Por consiguiente, lo que procede es declarar fundado el recurso a fin de que el Juez de Distrito deje insubsistente la interlocutoria reclamada exclusivamente en lo relativo a la forma en que fijó la garantía y, atendiendo a las consideraciones expuestas en la presente ejecutoria y en base a las constancias certificadas del juicio natural, fije el importe líquido que deba exhibir la quejosa Constructora Celor, Sociedad Anónima de Capital Variable, a efecto de garantizar los daños y perjuicios que con motivo de la medida cautelar decretada pudiera ocasionar a los terceros perjudicados.

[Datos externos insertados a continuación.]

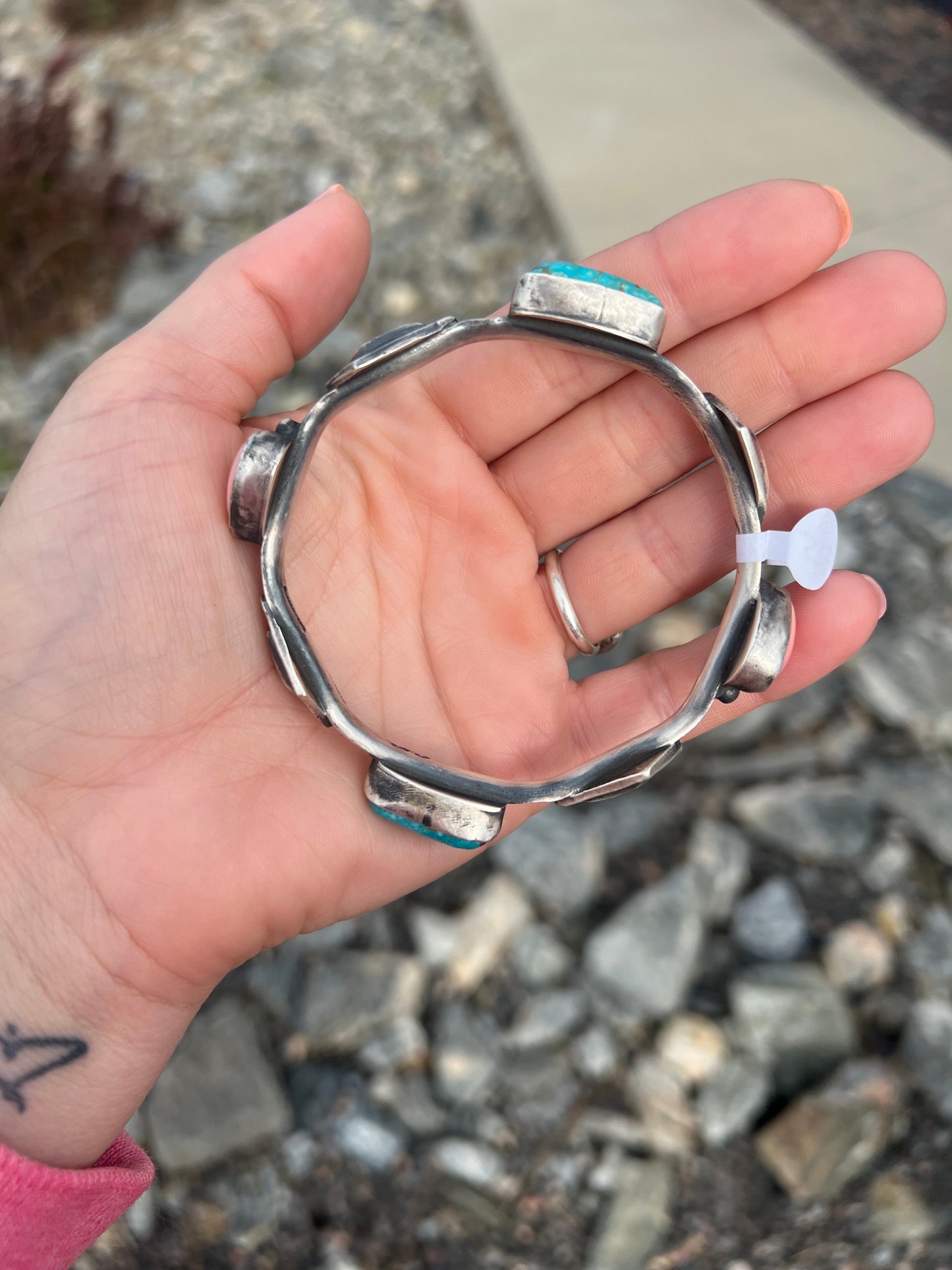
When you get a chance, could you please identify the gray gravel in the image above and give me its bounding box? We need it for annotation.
[0,0,952,1270]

Por lo expuesto, fundado y con apoyo además en los artículos 107, fracción VIII in fine, de la Constitución General de la República, 83, 85, 89, 90 y 91 de la Ley de Amparo y el numeral 37 de la Ley Orgánica del Poder Judicial de la Federación, se resuelve:
PRIMERO.-Se declara fundado el recurso de revisión interpuesto por Constructora Celor, Sociedad Anónima de Capital Variable, contra la resolución pronunciada por el Juez Primero de Distrito en Materia Civil en el Estado de Jalisco, el veintiuno de septiembre de dos mil, pronunciada en los autos del incidente de suspensión relativo al juicio de amparo 606/2000-III.

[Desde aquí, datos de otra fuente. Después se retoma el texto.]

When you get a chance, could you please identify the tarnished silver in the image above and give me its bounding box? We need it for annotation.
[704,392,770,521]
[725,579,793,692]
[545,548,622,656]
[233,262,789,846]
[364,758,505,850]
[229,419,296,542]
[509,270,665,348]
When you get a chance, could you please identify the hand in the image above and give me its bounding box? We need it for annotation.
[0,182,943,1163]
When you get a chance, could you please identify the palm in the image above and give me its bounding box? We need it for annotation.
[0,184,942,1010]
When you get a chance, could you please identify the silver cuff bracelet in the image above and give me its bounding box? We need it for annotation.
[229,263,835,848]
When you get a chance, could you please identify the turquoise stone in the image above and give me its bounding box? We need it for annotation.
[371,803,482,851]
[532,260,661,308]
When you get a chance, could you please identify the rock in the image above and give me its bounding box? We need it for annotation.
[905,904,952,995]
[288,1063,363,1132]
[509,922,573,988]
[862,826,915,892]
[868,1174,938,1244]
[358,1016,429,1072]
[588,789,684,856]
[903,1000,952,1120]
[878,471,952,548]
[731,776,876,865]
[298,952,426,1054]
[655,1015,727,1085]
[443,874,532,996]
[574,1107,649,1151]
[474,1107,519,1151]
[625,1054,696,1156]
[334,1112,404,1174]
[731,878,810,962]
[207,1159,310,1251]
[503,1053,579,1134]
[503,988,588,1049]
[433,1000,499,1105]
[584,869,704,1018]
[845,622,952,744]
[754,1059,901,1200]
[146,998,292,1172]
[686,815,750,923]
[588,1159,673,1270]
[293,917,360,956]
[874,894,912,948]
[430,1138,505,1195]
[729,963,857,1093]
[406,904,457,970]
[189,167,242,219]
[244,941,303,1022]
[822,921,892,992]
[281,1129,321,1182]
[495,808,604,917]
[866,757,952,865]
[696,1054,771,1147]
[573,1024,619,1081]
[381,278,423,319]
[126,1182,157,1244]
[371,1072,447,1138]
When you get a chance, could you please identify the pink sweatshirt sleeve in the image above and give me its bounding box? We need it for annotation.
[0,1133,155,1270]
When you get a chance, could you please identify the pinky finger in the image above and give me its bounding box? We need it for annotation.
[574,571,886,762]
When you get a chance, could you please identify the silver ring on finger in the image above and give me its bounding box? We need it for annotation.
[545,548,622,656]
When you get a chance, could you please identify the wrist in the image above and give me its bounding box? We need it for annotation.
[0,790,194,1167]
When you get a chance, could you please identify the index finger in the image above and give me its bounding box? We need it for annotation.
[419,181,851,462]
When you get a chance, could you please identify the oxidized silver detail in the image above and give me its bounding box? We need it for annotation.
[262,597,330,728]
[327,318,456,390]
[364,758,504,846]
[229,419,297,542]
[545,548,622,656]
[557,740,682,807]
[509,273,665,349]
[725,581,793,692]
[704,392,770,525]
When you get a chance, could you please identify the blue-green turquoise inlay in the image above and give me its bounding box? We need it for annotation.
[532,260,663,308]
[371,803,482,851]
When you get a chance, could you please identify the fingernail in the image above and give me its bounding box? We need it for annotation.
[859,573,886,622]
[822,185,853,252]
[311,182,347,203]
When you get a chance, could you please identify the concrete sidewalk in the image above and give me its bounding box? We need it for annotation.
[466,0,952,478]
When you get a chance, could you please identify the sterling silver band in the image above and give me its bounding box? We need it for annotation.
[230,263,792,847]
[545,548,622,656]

SEGUNDO.-Notifíquese; anótese en el registro, con testimonio de esta resolución, vuelvan los autos relativos al juzgado de su procedencia para los fines de ley y, oportunamente archívese el toca como asunto concluido.
Así lo resolvió el Primer Tribunal Colegiado en Materia Civil del Tercer Circuito, por unanimidad de votos de sus integrantes: Magistrados Carlos Arturo González Zárate en funciones de presidente, Francisco José Domínguez Ramírez, quien es ponente y el secretario de tribunal licenciado Carlos Muñoz Estrada, en sustitución del Magistrado Héctor Soto Gallardo, quien goza de licencia.